Numbers fluctuate from year to year, however, sometimes dramatically. The history department, for example, drew 80 students from the Class of 2012, 56 from the Class of 2013, and 75 from the Class of 2014. The number of sophomores concentrating in sociology dropped from 53 in the Class of 2013 to 24 in the Class of 2014.
Source: Registrar’s office
Although Smith believes that the Major Choices Initiative has succeeded in encouraging students to consider less traditional majors, she cautioned that other factors affect concentration preferences, many of which are beyond the administration’s control. The number of students who indicated on their admission application that they intended to major in English, for example, has declined significantly over the last decade. Smith also acknowledged that the slow economy and weak job market may prompt students to major in fields that they believe will make them more attractive to potential employers.
Roughly 80 percent of seniors indicated last year that they were either very satisfied or generally satisfied with their choice of major, according to the senior survey, although the number of seniors who said that they were ambivalent or dissatisfied also rose slightly. Overall, 87 percent of Princeton students say they are satisfied with their academic experience.

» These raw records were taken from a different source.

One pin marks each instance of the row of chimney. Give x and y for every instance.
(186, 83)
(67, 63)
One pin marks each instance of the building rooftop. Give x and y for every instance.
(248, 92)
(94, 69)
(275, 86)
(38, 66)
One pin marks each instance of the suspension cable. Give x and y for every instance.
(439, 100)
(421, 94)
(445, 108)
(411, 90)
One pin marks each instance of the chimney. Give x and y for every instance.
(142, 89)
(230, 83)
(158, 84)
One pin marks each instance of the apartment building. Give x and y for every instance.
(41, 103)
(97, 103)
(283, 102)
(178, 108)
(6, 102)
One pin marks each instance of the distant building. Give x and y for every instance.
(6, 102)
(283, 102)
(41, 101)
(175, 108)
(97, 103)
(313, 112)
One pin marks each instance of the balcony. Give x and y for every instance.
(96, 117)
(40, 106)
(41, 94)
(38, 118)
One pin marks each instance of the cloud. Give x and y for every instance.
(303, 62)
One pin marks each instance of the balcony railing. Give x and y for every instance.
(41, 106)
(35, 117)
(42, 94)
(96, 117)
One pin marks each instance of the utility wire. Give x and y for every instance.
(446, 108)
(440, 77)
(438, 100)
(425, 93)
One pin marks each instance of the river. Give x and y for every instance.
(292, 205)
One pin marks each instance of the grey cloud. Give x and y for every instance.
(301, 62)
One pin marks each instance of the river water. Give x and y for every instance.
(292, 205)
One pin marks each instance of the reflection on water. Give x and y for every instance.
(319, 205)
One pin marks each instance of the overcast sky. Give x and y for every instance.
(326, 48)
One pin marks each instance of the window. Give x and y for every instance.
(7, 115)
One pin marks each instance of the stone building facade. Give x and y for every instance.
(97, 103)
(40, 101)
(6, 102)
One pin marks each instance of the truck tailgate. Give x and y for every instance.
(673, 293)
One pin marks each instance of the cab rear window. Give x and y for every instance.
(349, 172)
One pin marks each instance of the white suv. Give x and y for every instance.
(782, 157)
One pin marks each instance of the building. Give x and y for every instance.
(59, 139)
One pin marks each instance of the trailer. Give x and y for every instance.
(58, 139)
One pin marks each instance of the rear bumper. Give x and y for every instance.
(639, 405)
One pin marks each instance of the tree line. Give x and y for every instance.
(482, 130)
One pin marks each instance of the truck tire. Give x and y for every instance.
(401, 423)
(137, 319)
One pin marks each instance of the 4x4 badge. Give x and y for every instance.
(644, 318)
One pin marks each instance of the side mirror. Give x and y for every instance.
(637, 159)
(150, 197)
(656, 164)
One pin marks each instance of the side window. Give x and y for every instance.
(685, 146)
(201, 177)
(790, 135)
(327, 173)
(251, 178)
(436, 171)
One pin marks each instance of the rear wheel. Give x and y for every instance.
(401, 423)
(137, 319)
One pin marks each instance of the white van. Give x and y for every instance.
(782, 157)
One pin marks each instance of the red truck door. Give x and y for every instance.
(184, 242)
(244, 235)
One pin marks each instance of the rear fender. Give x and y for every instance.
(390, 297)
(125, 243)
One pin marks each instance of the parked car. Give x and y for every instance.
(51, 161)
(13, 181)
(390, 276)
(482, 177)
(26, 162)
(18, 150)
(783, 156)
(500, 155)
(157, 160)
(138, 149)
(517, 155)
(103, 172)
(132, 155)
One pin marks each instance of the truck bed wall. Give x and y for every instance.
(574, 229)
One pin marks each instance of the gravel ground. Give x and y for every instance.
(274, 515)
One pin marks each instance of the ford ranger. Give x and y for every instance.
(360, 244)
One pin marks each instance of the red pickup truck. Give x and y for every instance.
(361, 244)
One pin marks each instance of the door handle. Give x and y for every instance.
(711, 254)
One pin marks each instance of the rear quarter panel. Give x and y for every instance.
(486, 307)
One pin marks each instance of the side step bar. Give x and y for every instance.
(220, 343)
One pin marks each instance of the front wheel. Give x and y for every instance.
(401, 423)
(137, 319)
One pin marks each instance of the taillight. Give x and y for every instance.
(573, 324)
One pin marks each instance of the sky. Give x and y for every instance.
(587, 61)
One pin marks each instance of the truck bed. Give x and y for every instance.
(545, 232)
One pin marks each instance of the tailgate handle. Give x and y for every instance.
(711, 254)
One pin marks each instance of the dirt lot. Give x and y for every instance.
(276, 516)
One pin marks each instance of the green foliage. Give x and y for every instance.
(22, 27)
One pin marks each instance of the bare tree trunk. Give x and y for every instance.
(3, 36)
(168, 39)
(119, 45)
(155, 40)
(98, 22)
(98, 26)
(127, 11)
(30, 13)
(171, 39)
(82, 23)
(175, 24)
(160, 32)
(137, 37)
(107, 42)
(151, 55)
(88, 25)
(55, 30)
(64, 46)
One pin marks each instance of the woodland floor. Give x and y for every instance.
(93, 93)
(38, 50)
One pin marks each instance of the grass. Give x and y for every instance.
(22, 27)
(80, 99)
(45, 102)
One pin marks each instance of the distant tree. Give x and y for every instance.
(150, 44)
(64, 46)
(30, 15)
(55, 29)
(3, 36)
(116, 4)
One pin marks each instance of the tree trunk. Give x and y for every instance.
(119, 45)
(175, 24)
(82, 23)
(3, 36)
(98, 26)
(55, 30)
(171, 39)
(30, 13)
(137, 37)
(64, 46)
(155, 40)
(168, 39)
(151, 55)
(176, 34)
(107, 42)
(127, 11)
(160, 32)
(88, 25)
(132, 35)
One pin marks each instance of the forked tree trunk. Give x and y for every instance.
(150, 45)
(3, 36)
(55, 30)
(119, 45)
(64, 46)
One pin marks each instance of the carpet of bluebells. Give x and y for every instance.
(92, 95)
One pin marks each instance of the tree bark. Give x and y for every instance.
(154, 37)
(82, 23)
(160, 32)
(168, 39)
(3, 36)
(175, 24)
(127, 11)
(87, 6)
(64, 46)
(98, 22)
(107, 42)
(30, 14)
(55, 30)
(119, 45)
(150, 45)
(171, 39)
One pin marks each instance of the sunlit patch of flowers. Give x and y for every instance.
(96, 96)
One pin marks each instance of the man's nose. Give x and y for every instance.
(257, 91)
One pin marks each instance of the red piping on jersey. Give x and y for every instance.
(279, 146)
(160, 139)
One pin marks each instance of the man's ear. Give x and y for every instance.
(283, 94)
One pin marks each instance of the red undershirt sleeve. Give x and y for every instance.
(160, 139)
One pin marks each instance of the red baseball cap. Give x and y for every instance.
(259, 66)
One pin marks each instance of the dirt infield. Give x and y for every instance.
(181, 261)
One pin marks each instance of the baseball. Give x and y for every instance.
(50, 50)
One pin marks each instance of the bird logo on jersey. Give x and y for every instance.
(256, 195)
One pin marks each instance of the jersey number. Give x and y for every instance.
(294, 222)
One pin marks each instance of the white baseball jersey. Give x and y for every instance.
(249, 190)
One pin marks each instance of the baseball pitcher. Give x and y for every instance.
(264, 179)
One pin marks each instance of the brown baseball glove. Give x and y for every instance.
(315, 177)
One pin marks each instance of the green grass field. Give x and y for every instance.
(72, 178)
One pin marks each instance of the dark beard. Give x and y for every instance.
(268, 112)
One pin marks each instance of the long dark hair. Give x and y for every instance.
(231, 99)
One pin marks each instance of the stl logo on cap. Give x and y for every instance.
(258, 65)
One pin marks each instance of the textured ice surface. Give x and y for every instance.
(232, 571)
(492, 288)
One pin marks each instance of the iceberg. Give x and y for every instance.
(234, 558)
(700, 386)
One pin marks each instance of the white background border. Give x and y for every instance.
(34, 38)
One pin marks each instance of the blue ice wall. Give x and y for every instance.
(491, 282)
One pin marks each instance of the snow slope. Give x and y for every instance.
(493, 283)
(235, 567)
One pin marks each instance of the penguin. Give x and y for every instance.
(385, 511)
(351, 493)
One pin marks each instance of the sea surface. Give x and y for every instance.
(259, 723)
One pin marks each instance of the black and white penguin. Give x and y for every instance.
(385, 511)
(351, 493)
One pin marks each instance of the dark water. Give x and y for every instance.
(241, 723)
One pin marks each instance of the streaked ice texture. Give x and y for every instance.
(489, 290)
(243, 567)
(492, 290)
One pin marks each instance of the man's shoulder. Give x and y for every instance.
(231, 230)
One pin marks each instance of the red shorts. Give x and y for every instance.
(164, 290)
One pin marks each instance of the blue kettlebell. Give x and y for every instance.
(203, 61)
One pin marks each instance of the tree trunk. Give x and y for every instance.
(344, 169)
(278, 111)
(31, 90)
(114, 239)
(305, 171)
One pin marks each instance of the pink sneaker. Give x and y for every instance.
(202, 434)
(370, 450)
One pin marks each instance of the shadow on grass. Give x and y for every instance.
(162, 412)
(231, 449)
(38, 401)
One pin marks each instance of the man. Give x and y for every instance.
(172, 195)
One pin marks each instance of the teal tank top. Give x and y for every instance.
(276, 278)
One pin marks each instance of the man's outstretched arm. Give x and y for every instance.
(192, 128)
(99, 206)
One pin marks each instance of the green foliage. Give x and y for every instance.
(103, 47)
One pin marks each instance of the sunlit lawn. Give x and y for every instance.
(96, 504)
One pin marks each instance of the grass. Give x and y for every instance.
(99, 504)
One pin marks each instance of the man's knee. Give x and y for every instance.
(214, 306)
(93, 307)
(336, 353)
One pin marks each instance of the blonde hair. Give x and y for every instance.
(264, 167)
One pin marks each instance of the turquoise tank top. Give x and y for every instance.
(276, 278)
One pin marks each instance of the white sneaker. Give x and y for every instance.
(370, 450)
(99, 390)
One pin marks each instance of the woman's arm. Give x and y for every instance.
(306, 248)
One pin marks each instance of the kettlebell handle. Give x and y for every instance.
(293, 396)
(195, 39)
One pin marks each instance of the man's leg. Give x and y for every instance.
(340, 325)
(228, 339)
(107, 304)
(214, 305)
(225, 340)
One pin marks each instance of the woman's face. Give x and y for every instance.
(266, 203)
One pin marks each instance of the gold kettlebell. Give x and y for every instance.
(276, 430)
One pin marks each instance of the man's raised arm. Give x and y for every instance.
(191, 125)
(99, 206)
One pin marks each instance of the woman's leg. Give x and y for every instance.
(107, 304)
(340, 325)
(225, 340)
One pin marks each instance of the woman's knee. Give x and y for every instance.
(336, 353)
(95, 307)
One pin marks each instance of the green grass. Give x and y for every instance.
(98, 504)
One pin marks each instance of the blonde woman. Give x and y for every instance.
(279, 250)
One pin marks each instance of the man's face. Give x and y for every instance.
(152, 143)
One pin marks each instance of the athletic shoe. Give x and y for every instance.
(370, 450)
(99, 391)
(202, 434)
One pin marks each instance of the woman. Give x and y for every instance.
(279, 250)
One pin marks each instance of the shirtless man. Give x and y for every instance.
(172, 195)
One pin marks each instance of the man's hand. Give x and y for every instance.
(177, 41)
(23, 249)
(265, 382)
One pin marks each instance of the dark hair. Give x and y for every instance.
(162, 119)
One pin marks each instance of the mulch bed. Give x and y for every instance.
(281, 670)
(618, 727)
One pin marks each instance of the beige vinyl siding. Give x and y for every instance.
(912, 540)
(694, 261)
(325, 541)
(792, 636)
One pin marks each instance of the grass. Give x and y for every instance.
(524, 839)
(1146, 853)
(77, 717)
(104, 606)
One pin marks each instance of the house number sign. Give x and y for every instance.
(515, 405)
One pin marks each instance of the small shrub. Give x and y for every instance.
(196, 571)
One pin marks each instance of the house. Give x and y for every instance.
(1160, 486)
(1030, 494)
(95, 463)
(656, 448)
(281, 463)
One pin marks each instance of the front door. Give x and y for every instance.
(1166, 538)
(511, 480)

Smith added that it is unclear how changes in prerequisites for prospective Wilson School and economics majors will affect not only those departments but others, such as history and politics. Starting with the Class of 2015, admission to the Wilson School no longer will be selective, but students will be required to have completed courses in microeconomics, statistics, history, and either politics, sociology, or psychology. Students who intend to major in economics will be required to have completed “Mathematics for Economists.”